Às vezes tenho a sensação de estar sendo seguido. Percebo, com o canto dos olhos, uma sombra cujos traços não consigo identificar com exatidão. Mas sinto essa proximidade, fantasmagórica em sua imprecisão, ao mesmo tempo assustadora e reconfortante. A quase presença que me persegue, afinal, não deixa de ser um atestado de vida. Existo, logo ela está de alguma forma sempre ali, mesmo quando não passa de um rastro. Um vulto à espreita.
O olhar desse ente imaterial me inquieta, porque inspeciona, vasculha meus dias, calculando cada passo. Nunca se aproxima ao ponto de me tocar. Talvez não precise. Parece adivinhar, entretanto, o que estou a pensar, tateando meus desejos, quando ainda são segredos inconfessos, mistérios até para mim. E me interroga em silêncio, ecoando perguntas como um sonar, cujas vibrações entram, sem pedir licença, em minha cabeça. Um telepata perverso, que tento, em vão, ignorar.
“Ele me investiga com o rigor do inspetor de minha escola na infância, em busca de pequenos deslizes, pecadilhos cometidos na ânsia de viver sem muito pensar, de transgredir para testar meus limites.”
O que fazer com esse duplo, com a porção do que sou e quase sempre me escapa, apesar da proximidade invasiva? Ele me investiga com o rigor do inspetor de minha escola na infância, em busca de pequenos deslizes, pecadilhos cometidos na ânsia de viver sem muito pensar, de transgredir para testar meus limites. Ele, não. Pensa, questiona, corrige e também arrepende-se. Então foge, se esconde por algum tempo, em, talvez, um pedido simbólico de desculpas. Aparenta cansar-se de mim. Nesses momentos, eu voo, livre e aliviado, fingindo que ele nunca existiu e não voltará. Preciso, afinal, dessa verticalidade redentora.

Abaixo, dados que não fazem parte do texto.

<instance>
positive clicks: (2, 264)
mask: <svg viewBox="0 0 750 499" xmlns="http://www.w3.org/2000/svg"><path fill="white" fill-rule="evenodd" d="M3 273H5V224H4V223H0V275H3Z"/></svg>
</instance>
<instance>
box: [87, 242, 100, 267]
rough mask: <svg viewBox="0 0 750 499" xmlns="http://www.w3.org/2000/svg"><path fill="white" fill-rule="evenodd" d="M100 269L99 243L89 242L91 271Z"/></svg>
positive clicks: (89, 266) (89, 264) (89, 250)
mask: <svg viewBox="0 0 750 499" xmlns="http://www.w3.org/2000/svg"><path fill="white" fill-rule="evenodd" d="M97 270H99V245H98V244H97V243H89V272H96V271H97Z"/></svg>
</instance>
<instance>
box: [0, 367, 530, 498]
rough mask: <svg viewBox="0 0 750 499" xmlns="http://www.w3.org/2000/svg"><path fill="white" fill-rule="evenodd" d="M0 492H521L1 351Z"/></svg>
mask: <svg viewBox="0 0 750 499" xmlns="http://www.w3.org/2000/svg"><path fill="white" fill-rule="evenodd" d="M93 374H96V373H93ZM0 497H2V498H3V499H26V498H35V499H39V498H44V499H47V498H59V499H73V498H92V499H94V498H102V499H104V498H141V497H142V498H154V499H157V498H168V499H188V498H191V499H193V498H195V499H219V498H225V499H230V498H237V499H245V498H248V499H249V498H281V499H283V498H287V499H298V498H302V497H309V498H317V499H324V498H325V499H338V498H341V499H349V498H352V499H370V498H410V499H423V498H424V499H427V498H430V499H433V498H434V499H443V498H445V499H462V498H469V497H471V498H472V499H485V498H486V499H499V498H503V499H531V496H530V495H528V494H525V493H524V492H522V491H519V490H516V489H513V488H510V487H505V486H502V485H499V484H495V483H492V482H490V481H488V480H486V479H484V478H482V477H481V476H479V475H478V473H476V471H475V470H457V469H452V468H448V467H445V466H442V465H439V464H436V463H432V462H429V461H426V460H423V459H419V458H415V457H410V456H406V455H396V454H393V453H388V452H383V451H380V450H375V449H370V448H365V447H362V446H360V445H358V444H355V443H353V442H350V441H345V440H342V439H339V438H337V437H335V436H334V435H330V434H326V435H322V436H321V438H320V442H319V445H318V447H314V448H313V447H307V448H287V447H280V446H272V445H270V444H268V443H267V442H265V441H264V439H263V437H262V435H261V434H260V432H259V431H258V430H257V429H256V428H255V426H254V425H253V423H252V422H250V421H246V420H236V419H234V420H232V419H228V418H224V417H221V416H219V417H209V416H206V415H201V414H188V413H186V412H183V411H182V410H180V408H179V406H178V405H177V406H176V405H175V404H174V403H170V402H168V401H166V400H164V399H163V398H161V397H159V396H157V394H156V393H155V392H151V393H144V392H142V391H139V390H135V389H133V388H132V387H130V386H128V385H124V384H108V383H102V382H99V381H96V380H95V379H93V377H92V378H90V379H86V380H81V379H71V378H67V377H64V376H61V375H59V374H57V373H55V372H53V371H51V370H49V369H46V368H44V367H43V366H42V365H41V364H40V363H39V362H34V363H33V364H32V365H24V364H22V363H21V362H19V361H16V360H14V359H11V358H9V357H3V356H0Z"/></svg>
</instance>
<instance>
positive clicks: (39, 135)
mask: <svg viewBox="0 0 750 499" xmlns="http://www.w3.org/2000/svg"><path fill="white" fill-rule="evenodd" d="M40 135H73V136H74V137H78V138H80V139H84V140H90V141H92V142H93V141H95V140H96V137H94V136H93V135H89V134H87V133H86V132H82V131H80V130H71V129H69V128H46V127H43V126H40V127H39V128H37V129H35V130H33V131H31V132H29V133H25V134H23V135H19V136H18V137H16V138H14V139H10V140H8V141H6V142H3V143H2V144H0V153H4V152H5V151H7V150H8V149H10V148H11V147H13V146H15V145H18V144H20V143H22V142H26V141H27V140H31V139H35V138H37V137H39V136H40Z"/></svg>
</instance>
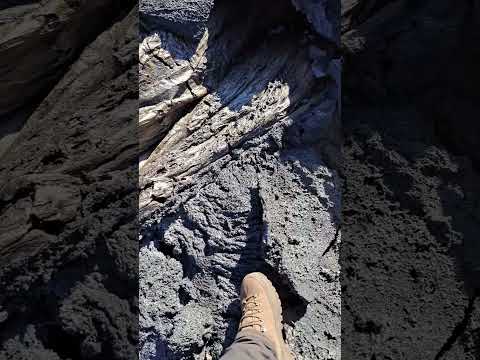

Mas um dia acordo, tomo café apressado, desço os degraus da escada de meu prédio e, quando piso na calçada, o vejo do outro lado da rua, escondido por entre as folhas da copa de uma árvore. Imóvel e absoluto, para me lembrar que estou de volta à Terra. Há uma breve troca de olhares, respiro fundo, tento esboçar um sorriso e o convido, ainda que inconscientemente, a me seguir dia adentro.